Puxei-a pela cintura com a medida exata que cabia no mundo e fora dele. O beijo não pediu passagem. Tomou. O primeiro impacto foi choque, dentes quase se encontrando, depois, calor.

A boca dela resistiu um segundo, no segundo seguinte, respondeu, como quem xinga em idioma que vira música. Minha mão subiu para a nuca, a dela encostou no meu ombro, não para me aproximar, para manter o equilíbrio do próprio ódio.

— Damian… — ela disse contra minha boca, raiva e fogo.

— Fala, — pedi, e a palavra virou comando.

O lobo latiu de triunfo, eu apertei o freio com todas as forças que possuo. Não haveria marca hoje. Haveria memória. Haveria a certeza de que, quando eu quiser, ela lembrará o caminho sozinho.

Afastei um centímetro. O suficiente para olhar. O suficiente para ver os olhos dela brilharem de fúria e de outra coisa que doía admitir.

— Nunca faça isso sem pedir, — sussurrou.

— Peço agora, — retruquei, rouco. — Mais.

— Não.

— Então guardo.

Soltei. O ar voltou a existir entre nós, pobre coitado. Ela levou a mão aos lábios, como quem checa se ainda estão no lugar.

— Você acabou de provar o meu ponto, — disse, respirando. — Vigilância não é proteção.

— Você acabou de provar o meu, — respondi. — Instinto não mente.

— O seu.

— O nosso.

Ela recuou dois passos, tensa como arco. Eu não avancei. O corpo inteiro ardia, mas controle é arquitetura, sustenta a casa quando a tempestade insiste.

— Saio às três, — avisou, retomando a voz lisa por cima da pele incendiada. — Com escolta. Meus termos.

— Meus termos, — corrigi. — Levo você. Pessoalmente.

— Não confio em você.

— Não precisa. Eu confio em mim.

— Isso é o problema.

— Isso é a solução.

Ela me odiou por um segundo. E naquele segundo eu soube que a odeio de volta por me fazer querer ser melhor do que fui programado para ser, e pior do que eu já fui.
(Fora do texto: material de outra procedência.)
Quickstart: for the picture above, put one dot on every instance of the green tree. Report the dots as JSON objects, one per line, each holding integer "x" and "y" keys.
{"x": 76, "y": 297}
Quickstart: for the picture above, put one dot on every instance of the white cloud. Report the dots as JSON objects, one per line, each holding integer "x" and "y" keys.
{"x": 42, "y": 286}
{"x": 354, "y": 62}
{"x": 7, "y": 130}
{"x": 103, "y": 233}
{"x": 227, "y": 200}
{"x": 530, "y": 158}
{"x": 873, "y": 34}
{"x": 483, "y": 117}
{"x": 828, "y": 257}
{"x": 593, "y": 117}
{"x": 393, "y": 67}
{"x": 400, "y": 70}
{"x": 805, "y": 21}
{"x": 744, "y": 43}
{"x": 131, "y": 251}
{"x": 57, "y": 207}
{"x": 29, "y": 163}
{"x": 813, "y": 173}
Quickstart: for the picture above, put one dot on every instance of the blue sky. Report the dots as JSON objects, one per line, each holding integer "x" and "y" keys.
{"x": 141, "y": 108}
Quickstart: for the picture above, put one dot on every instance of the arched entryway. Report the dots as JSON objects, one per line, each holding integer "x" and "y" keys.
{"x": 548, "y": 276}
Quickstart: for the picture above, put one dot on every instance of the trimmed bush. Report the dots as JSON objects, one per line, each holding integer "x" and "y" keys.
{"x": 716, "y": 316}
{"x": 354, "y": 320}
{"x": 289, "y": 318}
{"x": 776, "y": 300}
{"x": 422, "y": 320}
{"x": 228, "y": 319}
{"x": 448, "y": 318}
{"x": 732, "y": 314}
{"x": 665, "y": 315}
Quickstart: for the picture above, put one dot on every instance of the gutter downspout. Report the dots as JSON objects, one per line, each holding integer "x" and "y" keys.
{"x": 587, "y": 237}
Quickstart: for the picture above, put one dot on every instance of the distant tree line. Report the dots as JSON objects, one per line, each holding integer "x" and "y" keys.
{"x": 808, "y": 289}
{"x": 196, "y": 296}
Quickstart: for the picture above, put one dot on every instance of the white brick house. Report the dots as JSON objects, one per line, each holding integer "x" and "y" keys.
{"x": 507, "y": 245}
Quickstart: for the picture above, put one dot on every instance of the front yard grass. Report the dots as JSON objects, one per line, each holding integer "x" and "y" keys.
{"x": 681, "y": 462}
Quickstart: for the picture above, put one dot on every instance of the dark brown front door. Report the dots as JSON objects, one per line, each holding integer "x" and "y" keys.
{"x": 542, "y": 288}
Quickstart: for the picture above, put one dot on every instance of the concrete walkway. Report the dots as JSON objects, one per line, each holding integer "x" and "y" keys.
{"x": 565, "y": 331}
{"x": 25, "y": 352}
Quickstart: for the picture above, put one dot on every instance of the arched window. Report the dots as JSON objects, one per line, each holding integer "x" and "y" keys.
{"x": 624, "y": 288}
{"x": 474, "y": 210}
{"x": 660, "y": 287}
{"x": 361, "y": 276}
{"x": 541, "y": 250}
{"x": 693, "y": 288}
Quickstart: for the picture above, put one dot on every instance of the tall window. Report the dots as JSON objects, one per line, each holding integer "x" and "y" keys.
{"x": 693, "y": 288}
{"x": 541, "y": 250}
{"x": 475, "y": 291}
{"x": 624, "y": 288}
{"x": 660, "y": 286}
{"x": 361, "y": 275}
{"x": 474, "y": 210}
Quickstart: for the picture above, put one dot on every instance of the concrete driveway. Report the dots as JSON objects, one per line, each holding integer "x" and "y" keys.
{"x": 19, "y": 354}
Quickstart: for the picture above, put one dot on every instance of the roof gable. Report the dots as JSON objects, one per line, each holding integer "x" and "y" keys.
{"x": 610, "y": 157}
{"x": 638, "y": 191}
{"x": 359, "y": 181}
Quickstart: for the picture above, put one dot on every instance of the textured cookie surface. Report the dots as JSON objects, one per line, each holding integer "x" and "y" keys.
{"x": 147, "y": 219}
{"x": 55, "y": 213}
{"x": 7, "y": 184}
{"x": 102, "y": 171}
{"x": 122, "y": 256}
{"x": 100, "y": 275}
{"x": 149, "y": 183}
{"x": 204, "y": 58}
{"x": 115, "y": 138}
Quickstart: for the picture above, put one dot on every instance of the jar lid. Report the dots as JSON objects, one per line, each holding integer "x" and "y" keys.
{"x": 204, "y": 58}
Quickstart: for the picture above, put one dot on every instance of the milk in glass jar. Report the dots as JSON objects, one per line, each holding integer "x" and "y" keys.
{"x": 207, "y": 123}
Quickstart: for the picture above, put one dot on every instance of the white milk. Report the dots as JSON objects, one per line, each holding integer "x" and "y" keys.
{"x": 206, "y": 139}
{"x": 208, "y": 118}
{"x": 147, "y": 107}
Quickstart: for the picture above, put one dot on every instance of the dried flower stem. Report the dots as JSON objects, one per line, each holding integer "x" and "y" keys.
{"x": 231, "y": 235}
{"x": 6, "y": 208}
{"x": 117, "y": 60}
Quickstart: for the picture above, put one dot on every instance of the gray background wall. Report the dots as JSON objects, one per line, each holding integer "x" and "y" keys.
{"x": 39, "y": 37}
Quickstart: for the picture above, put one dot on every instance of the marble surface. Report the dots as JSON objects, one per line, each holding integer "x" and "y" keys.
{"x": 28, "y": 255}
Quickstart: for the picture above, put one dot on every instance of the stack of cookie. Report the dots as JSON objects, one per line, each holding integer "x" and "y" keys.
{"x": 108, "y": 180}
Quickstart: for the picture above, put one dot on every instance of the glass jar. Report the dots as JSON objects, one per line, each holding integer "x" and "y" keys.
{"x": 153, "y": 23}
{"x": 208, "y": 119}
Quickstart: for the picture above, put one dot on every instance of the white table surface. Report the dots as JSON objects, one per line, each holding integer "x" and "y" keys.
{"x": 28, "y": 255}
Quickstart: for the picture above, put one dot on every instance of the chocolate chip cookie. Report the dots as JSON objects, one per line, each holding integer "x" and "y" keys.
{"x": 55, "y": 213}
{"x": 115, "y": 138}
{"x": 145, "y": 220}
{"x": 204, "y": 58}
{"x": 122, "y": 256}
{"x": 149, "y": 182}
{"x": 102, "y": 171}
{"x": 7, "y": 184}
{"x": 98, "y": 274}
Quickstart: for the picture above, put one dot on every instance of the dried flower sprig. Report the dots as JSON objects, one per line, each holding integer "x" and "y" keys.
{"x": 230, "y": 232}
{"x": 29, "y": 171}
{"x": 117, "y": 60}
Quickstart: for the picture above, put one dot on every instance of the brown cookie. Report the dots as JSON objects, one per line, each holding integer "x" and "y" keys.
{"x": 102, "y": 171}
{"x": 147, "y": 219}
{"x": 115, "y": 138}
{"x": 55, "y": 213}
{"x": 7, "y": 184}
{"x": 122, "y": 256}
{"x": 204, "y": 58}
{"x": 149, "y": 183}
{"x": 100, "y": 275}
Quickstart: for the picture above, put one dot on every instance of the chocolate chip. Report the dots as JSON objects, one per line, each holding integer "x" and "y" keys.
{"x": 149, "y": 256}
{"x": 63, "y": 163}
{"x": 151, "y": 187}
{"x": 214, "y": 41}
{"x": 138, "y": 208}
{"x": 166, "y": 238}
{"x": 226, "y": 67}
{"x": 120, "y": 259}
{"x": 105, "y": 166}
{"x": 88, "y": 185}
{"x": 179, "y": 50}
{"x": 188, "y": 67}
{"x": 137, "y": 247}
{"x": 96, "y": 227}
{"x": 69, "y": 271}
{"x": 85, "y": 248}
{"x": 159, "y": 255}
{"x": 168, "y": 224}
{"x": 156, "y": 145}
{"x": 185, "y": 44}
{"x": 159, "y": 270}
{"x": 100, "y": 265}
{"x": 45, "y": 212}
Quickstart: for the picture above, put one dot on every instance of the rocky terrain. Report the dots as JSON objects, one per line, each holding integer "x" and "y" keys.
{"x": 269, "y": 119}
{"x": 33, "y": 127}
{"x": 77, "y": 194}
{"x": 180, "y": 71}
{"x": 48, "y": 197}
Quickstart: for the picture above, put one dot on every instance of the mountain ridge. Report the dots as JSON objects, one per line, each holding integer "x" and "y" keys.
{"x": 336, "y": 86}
— Acabou a reunião? — perguntou, seca.

— Por agora, — respondi.

Ela virou as costas e andou. Eu fiquei, ouvindo o lobo roçar as grades por dentro, faminto. Não dei a chave. Não hoje. Amanhã talvez eu precise. Hoje, a coleira segura. Hoje, eu a deixo ir dois passos para poder trazê-la três de volta.

Da janela, a cidade brilhava como faca lavada. Eu toquei o vidro e pensei, sem voz:

— “Minha Luna. Ainda sem marca, já minha. E cada regra que ela detesta é o fio que a mantém viva, enquanto eu aprendo a não quebrar o que prometi proteger.”